Partnership announcements were plentiful at the ninth annual SpeechTEK International Educational Conference and Exposition, which took place last week in New York City. The unions demonstrate a trend among vendors in the speech recognition technology field to offer end-to-end, quick-to-deploy, voice-application solutions to customers.
Following are some of the newly formed alliances announced at SpeechTEK:
c SandCherry Inc. announced it has entered several relationships to address the increased demand for advanced speech services. Through partnerships with Apptera, Fortegra, Speechvantage, Voxpilot, Voice Objects and 8Hertz, SandCherry plans to develop pre-packaged and customized application solutions to allow carriers and enterprises to deploy speech-enabled services.
SandCherry also announced Unisys Corp. will deploy speech applications that use SandCherry’s AppDev VXML and SoftServer platform with Unisys speech application development tools and integration capabilities. The joint solution will enable service providers and enterprises to develop applications for customer service, work force management, voice portals and speech-enabled network services. Availability of the AppDev VXML development tool, which was designed for BEA’s Web Logic Workshop 8.1, was also announced last week. The product has a list price of $495 per user.
c Kirusa and Hewlett Packard Inc. announced they will partner to create multimodal solutions on the HP OpenCall Media Platform and HP servers. The companies also plan to demonstrate a jointly developed multimodal railway journey application at the ITU World Telecom show in Geneva from Oct. 12-18.
c ACCESS and IBM announced they have joined forces to integrate ACCESS’ NetFront v3.1 browser with IBM’s embedded ViaVoice speech-recognition program, resulting in a mobile XHTML+VoiceXML (X+V) solution. With the joint solution, developers can create user-centric multimodal applications for wireless devices. ACCESS also announced it has joined the VoiceXML Forum, which promotes the development of VoiceXML technologies.
c VoiceGenie Technologies Inc. and Loquendo announced an alliance through which the companies will integrate Loquendo’s speech-recognition technology with VoiceGenie’s VoiceXML speech platform.
“Our complementary technologies enable organizations to deploy superior voice solutions that support personalized customer care applications, dramatically improving productivity as well as responsiveness to the customer while at the same time reducing costs for the enterprise,” said Eric Jackson, vice president of strategy and business development at VoiceGenie.
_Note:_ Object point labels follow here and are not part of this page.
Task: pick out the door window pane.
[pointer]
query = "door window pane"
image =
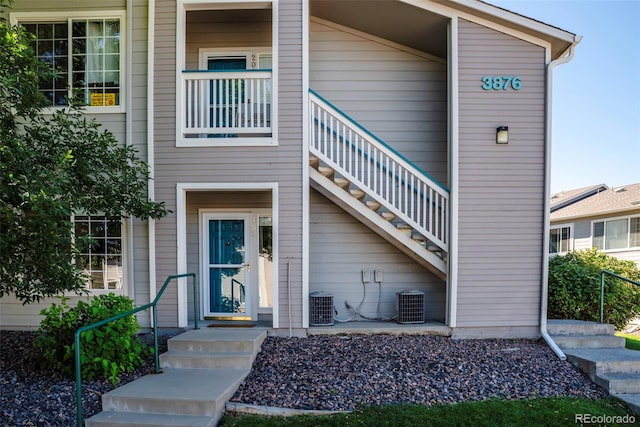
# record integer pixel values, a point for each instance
(598, 235)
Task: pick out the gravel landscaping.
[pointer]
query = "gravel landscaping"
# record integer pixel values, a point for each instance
(30, 396)
(343, 373)
(328, 373)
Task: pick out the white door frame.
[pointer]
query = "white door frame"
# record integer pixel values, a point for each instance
(250, 250)
(181, 237)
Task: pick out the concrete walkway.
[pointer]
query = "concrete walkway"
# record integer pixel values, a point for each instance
(595, 349)
(201, 370)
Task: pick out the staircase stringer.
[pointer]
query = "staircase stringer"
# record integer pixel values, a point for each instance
(376, 223)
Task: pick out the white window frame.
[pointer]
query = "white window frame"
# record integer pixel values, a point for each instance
(605, 220)
(123, 290)
(50, 16)
(561, 226)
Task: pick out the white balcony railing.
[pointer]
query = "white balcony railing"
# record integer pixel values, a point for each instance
(226, 104)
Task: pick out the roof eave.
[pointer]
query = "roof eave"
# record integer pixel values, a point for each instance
(629, 209)
(559, 39)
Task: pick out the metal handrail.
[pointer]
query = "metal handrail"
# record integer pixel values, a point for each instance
(153, 304)
(617, 276)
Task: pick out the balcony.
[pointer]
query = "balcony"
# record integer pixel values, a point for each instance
(226, 107)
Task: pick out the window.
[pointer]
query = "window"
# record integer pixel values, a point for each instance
(560, 239)
(99, 240)
(622, 233)
(85, 52)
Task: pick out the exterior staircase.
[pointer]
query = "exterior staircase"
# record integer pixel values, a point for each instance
(202, 369)
(378, 186)
(595, 349)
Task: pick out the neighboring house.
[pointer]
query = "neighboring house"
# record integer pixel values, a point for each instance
(600, 217)
(258, 119)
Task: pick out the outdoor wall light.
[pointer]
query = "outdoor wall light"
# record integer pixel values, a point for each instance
(502, 135)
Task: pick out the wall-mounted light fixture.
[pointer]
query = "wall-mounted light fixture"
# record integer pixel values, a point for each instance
(502, 135)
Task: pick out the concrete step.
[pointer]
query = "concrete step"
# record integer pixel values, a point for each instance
(588, 341)
(219, 339)
(196, 392)
(633, 400)
(620, 383)
(206, 359)
(600, 361)
(135, 419)
(557, 327)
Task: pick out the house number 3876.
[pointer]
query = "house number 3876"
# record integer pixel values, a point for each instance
(501, 82)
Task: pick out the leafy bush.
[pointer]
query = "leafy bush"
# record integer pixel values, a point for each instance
(106, 351)
(574, 288)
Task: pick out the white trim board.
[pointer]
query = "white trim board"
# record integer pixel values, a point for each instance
(181, 236)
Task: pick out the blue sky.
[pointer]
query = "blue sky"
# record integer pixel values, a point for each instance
(596, 96)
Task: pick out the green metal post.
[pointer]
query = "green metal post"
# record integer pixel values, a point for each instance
(153, 306)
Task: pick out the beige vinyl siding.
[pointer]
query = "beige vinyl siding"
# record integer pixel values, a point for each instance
(281, 164)
(66, 5)
(501, 187)
(137, 72)
(341, 247)
(399, 96)
(204, 33)
(15, 315)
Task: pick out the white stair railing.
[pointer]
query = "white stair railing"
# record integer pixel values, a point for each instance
(226, 103)
(380, 171)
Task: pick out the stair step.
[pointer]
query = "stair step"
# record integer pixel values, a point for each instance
(419, 238)
(588, 341)
(342, 183)
(205, 360)
(326, 171)
(373, 205)
(557, 327)
(219, 339)
(135, 419)
(198, 392)
(405, 228)
(620, 383)
(389, 216)
(357, 193)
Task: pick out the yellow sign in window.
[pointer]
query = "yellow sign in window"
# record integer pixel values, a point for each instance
(106, 99)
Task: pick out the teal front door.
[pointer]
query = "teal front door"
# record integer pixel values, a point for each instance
(227, 266)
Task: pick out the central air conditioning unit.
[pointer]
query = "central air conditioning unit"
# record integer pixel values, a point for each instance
(320, 309)
(410, 306)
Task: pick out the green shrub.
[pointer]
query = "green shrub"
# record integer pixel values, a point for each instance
(106, 351)
(574, 288)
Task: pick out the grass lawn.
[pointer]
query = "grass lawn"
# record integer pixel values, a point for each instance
(542, 412)
(633, 341)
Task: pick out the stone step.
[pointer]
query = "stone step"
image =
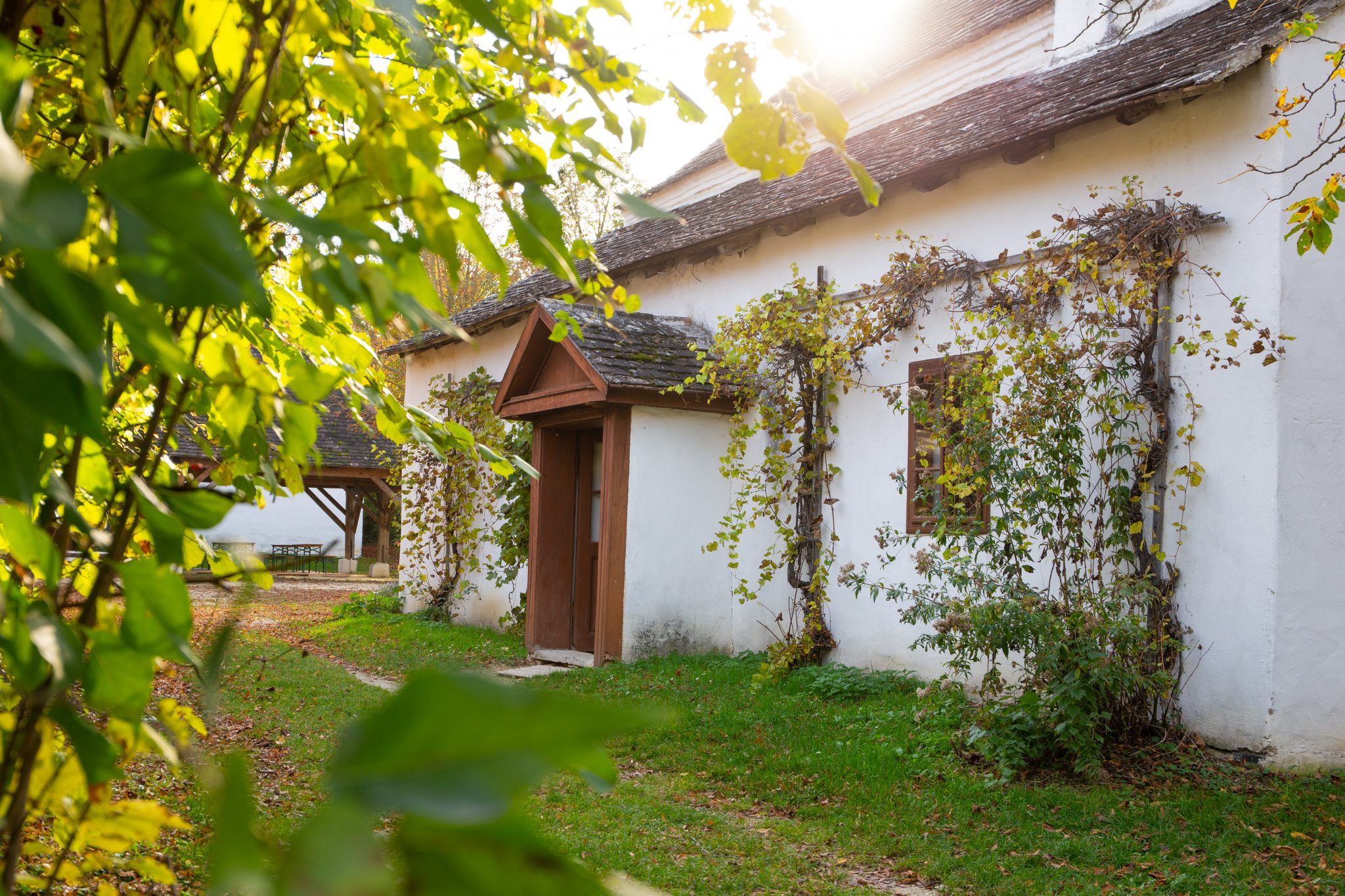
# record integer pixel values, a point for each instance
(564, 657)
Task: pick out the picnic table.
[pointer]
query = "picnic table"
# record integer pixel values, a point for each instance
(298, 558)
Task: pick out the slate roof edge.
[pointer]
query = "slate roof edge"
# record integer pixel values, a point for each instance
(1208, 60)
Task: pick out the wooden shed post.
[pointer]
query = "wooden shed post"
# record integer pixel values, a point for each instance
(385, 519)
(353, 507)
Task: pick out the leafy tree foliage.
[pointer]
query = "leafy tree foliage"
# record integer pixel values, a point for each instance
(452, 504)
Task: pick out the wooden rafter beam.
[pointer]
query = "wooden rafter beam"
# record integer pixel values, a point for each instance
(326, 509)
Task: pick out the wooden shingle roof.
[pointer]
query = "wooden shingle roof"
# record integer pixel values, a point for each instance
(342, 441)
(646, 352)
(1013, 117)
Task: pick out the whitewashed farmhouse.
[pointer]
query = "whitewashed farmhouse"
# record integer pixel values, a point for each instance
(979, 129)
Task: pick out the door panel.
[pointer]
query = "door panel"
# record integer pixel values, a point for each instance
(552, 575)
(588, 501)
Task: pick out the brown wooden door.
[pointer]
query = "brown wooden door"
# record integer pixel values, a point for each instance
(588, 508)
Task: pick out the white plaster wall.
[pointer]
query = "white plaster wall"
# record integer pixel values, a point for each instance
(677, 597)
(422, 574)
(284, 521)
(1306, 717)
(1259, 584)
(1229, 561)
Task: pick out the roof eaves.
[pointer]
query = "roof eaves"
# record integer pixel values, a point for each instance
(1180, 60)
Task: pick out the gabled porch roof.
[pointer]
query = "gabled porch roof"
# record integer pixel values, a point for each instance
(631, 359)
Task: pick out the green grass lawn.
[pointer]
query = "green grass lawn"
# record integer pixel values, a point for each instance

c V-Enable and Phonetic formed an alliance for a global joint sales, marketing and support relationship for multimodal solutions that will allow the companies to market joint solutions. The companies plan to integrate Phonetic Systems’ Voice Search Engine (VSE) with V-Enable’s veANYWAY multimodal solution to enable applications that combine data services with speech commands. “Multimodality represents a key enabling technology in the development of the wireless Internet,” said John McCready, vice president of marketing at Phonetic.
c Babel Technologies S.A. announced its embedded text-to-speech (TTS) solution, PocketBabil, will be deployed in Owasys’ owasys22C wireless phone for the blind and visually impaired. PocketBabil will allow owasys22C to talk to end users by announcing who is calling and reading messages aloud. The solution will feature English and Spanish languages.
c In other TTS news, Fonix Corp. released version 5.0 of its Fonix DECtalk TTS technology for developing embedded voice applications for wireless devices and automobiles. The product supports several hardware platforms and operating systems and offers nine voices and six languages.